“A Fantastic Woman” explores love, loss and strength
Grief is difficult to handle, but no one allows Marina Vidal (Daniela Vega) the time and peace to properly grieve after the sudden passing of her partner Orlando. As a trans woman Marina is treated with deep hostility by Orlando’s ex-wife and son, and by forbidding Marina to attend the wake and funeral, they deny her the basic human right to say goodbye. If this wasn’t enough, the police unjustly view Marina with suspicion over Orlando’s death, on the grounds of her identity rather than any evidence.
Empathy is a core component of the grieving process and an important message of the film. Early on Marina is confronted by Orlando’s son Bruno. She has to explain that “We are the same.” Indeed, both are the same: two people who have lost a loved one. But Bruno refuses to see it that way, leaving Marina humiliated when his contempt for her becomes physical. What Marina’s numerous antagonists fail to realise is that they are merely supporting characters in Marina’s journey.
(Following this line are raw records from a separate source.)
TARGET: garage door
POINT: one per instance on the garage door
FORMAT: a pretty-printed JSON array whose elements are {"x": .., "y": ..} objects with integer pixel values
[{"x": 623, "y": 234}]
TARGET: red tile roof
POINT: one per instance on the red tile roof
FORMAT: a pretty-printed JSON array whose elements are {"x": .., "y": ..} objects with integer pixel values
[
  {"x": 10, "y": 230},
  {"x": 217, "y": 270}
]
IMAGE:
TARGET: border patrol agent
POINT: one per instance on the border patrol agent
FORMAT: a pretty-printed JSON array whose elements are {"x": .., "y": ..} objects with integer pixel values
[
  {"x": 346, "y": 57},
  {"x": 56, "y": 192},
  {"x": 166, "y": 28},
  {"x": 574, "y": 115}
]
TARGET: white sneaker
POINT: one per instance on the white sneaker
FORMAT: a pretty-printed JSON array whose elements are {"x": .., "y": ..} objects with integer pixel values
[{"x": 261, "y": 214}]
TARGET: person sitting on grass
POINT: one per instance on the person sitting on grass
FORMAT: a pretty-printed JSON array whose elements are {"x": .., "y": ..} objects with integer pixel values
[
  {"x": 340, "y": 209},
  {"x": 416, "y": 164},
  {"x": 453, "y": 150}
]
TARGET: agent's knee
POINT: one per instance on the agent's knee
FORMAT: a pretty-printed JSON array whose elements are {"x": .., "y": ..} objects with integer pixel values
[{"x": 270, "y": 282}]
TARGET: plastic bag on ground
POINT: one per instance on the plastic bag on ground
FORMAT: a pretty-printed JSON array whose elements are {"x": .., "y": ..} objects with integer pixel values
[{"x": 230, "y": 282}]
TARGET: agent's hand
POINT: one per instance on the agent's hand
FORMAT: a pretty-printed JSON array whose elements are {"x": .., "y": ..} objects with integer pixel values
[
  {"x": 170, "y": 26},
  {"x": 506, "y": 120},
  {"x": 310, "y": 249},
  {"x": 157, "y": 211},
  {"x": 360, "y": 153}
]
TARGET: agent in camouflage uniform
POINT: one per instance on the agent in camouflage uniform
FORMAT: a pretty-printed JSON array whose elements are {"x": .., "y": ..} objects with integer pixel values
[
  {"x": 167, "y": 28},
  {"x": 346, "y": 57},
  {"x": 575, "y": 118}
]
At every turn Marina faces disrespect simply because of who she is. And yet in these troubling circumstances she never gives up her defiance. By capturing Marina’s personal and emotional experience throughout, A Fantastic Woman feels like first-person storytelling; rarely does entertainment invoke empathy so successfully. Blurring the lines between reality and fantasy expresses Marina’s vulnerability in this time of loss.
As Chile’s entry to the 90th Academy Awards, the film went on to win for Best Foreign Language Film. Chilean activists hope that Vega’s newfound platform will help to pass a long-awaited Gender Identity Bill. Get Out and The Post speak to our times, and A Fantastic Woman joins their ranks by being a film to actually say something. The power of art continues to be exercised.